First it was a rural city, and then became the place of a legendary battle; the victory of Athenians over the Persians (490B.C.) gave birth to a Race that inspires the world. The Marathon Race.
Pheidippides was a long-distance runner or courier as we can say today but for Ancient Greece it was a hero and his accomplishment an inspiration for the modern sporting event of Marathon Race.
490 B.C. the Persian fleet anchored in the bay near Marathon turning the plain into a battlefield for an invasion to Athens state. Miltiades the Athenian general sends Pheidippides to run to Sparta and ask for their help. He covered the distance from Marathon to Sparta and back in 2 days. As Spartans didn’t joined Miltiades ordered Athenians along with a small force from Plataea for a general attack that led to a triumph.

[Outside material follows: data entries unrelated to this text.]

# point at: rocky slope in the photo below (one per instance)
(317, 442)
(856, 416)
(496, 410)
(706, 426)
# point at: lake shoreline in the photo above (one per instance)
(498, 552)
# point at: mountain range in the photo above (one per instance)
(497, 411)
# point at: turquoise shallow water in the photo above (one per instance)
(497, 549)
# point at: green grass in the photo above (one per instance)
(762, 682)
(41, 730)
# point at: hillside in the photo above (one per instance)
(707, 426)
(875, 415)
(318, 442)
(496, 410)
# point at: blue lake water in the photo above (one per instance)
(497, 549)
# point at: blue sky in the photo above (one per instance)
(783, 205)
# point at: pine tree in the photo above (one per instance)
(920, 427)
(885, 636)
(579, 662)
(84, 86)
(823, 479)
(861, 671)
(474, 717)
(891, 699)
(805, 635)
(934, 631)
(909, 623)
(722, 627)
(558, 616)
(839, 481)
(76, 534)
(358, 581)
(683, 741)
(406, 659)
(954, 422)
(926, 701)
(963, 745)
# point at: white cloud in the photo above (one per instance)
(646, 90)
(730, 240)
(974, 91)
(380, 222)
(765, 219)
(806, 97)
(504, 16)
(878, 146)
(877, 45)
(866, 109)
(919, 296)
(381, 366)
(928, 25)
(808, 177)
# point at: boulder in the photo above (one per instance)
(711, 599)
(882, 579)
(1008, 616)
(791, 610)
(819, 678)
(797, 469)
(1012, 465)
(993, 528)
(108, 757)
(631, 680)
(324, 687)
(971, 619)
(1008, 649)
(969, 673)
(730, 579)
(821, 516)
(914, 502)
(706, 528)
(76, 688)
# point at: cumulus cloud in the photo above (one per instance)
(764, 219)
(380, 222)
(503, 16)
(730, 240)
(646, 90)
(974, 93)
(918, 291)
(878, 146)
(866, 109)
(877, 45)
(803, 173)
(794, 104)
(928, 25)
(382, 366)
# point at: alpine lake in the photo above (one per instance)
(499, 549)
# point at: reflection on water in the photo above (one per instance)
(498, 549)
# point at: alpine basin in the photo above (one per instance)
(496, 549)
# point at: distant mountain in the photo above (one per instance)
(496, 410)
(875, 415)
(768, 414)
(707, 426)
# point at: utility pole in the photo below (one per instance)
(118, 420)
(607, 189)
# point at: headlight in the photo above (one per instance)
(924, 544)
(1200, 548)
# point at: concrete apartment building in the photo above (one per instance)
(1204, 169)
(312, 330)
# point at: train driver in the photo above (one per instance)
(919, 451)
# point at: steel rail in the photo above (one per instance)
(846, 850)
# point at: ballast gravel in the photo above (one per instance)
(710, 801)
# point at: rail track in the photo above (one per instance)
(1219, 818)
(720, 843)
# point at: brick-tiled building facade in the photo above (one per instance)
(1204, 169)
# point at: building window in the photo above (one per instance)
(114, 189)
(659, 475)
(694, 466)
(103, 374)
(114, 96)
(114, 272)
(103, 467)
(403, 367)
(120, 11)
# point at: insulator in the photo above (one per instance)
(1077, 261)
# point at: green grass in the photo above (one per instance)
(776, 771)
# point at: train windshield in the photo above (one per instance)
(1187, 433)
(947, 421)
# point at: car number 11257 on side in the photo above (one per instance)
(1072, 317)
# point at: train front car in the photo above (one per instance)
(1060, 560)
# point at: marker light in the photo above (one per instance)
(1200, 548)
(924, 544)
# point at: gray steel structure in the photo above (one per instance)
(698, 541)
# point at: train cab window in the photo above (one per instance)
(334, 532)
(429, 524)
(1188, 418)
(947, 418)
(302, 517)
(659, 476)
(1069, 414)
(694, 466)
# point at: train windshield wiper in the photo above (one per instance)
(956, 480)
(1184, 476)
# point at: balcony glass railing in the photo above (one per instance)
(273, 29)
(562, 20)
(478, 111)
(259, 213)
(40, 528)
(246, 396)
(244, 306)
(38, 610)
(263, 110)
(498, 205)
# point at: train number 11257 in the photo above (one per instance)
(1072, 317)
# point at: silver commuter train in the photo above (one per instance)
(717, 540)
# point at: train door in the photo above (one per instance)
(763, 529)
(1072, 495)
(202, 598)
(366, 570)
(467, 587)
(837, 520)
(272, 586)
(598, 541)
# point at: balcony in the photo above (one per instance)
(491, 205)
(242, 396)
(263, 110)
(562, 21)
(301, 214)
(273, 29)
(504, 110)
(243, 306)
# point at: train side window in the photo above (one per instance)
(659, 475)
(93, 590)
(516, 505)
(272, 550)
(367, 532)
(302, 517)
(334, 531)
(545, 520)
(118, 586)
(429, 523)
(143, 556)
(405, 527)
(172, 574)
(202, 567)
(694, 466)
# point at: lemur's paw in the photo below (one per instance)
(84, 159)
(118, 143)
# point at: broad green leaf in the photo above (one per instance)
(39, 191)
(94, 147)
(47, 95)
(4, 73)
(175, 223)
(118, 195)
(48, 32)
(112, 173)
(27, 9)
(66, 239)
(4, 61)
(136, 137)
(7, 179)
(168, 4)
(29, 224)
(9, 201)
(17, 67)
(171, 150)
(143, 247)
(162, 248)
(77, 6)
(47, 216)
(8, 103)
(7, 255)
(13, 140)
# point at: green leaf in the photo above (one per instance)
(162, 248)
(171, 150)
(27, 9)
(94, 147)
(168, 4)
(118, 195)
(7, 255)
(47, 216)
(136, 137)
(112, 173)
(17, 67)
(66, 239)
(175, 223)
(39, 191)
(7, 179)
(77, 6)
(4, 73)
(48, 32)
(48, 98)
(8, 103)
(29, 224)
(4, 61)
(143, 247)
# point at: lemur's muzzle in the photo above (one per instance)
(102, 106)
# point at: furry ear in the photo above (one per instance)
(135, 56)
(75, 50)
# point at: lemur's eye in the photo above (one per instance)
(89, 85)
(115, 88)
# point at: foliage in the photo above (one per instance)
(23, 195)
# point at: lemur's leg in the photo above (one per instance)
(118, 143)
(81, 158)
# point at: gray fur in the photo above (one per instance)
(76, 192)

Pheidippides was send again running, from Marathon to Athens to announce the news of victory to fellow Athenians and that joyful message was his last word.
The Battle of Marathon is often seen as a pivotal moment in European history, since the following two hundred years saw the rise of the Classical Greek civilization.
Even now a trip to Marathon can lead you back in time and the remains of this legendary triumph. A visit to the Marathon Tomb, the Archaeological Museum and the coastline of Marathon town can make you breathe few drops of history.
Join the Marathon Race running or power walking can make you feel like a modern hero.
The Marathon is more than a Race is an idea that unites the world. People come together for a lifetime experience of will-power, endurance and joy. All started at 1894.
14 centuries after Pheidippides run, a French professor became the man behind the idea and revival of this challenging act.
Michel Breal suggested to Baron Pierre de Coubertin who was vigorously trying to establish the birth of the Modern Olympic Games in 1896 in Athens to include the race of Pheidippides as the “Marathon Race”, this way, said Breal, Modern Olympic Games will have something of the ancient glory of Greece.
Breal also created a silver cup to be awarded to the winner of the first Marathon.
The enthusiasm of the revival of Olympic Games in Athens became even greater when Spyros Louis, a Greek water-carrier entered the Olympic Stadium as the winner of the Marathon Race.
The same stadium, Panathenaic Stadium is the finish line of the annual Athens Marathon, the Authentic.